One reason is fairly obvious: I am living in relative social isolation in a relatively new city, and as someone who is not a big fan of the telephone, the internet is an important tool in maintaining social connections at a distance. It is not a replacement for other kinds of integration-of-living (a made up term of my own to capture the idea of deliberate practices that people in a relationship engage in on a regular basis as the substance of relationships) but it does allow for integration-of-living of a range of intensities and intimacies, depending on the desires and efforts of the people involved.

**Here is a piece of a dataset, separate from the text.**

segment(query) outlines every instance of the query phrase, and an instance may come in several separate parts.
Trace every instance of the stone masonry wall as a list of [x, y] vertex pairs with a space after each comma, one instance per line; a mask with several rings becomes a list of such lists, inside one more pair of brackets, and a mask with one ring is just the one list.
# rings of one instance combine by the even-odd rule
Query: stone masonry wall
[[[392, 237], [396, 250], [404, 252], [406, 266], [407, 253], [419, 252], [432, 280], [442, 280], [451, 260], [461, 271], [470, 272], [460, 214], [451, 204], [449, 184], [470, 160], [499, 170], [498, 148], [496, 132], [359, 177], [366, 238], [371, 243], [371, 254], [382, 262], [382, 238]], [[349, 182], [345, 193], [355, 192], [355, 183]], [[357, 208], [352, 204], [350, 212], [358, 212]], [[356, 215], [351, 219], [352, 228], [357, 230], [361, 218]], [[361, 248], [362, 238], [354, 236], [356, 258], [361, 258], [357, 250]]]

Of course being deprived of this tool under these specific circumstances was less than thrilling.
However, I think my distress at being briefly deprived in this way is also a reflection of a certain flavour of middle-class, North American masculinity. (And my use of the word "deprived" should be seen as having a certain self-mocking intonation, since I fully realize that this was a temporary inability to access a privilege and not much of a deprivation at all when seen in any kind of a social context.)
R.W. Connell writes in his classic book Masculinities:
This class process alters the familiar connection between masculinity and machinery. The new information technology requires much sedentary keyboard work, which was initially classified as women's work (key-punch operators). The marketing of personal computers, however, has redefined some of this work as an arena of competition and power -- masculine, technical, but not working-class...Middle-class male bodies, separated by an old class division from phsyical force, now find their powers spectacularly amplified in the man/machine systems (the gendered langauge is entirely appropriate) of modern cybernetics. (Masculinities, pp. 55-56)
Though I am a little odd in not connecting them to the income I do or do not earn through them, I am fairly typical of North American males in that significant parts of my identity are connected to my productive activities. What I do varies with my specific circumstances, but it has fairly consistently been about facts and narratives. The internet gives me ways to access many facts and narratives produced by others, as well as ways (including this blog) to express those chosen and produced by me. It therefore makes sense that losing access to this major mechanism for enacting this aspect of identity was frustrating.
Beyond being raw materials for and expressions of my productive life, I think that facts and narratives accessed over the internet also function in my life as distractions. More than one feminist woman in my life has observed (with amusement or exasperation, depending on the context) that I live too much in my head, and I do acknowledge that, at times, I use external facts and narratives as a distraction from the visceral realities of day-to-day life which can't help but be occasionally unpleasant and frequently boring. I don't think this is intrinsically bad if it is part of life in a balanced way; after all, almost everyone enjoys this kind of enterntainment/escape in one form or another. Still, it's another reason why lack of access to the riches of the internet can be difficult to take for someone accustomed to them.
There is something potentially unsettling about our increasing tendencies to prioritize technologically mediated connection with our fellow human beings and the world. I don't think I have a complete handle on it yet, but I'm pretty sure a part of what might be worrisome is its impact on our practices of connection that are local. I'm not sure I really see how indefinite deprivation of tools to connect at a distance might directly impact my local practices of connection here in L.A. Nonetheless, I can see that my expectations of physical distance are shaped much differently than those described in stories heard before we left, from my partner's grandfather. He talked of some of his many sisters and brothers moving away to get married and going for years and years without really interacting with them. Of course the experiences of his youth are much closer to most of humanity's current experiences in this regard than my own.
I'm not very confident in my abilities to enact this, and I'm conscious that such ability to deliberately leave and enter various communities tends to be connected to privilege, but I do at least in principle prioritize a commitment to attaching to the local. But the presence of technological mediators of connection at a distance play a huge role in making local connection optional by providing an alternate outlet for the human hunger for connection. Many people (often professionals with class privilege, for example) have no real interest in enacting specifically local connections with other individuals or with community.
I know I was startled a number of years ago when a good friend told me that she thought that, other than issues of distance from existing intimacies, what city you lived in didn't matter. Given that this was in the context of a discussion of Hamilton and Toronto, and my own growing consciousness at the time of the vastly different cultures of community and political engagement in the two cities, I was quite shocked. My experiences of Los Angeles are causing me to appreciate even more strongly that such sentiment is predicated on a certain kind of disengagement from the people and world that immediately surround you, as I come to appreciate more keenly the role of local physical geography (distance within the city and related public transit networks, in this instance) in shaping connections to other individuals and to community.
So that's where I'm at for the moment -- I'm still a little abashed at finding my net-free weeks to be such a frustration, relieved that they are over, and somewhat reassured that at least they have made all of these things a little bit more visible for me.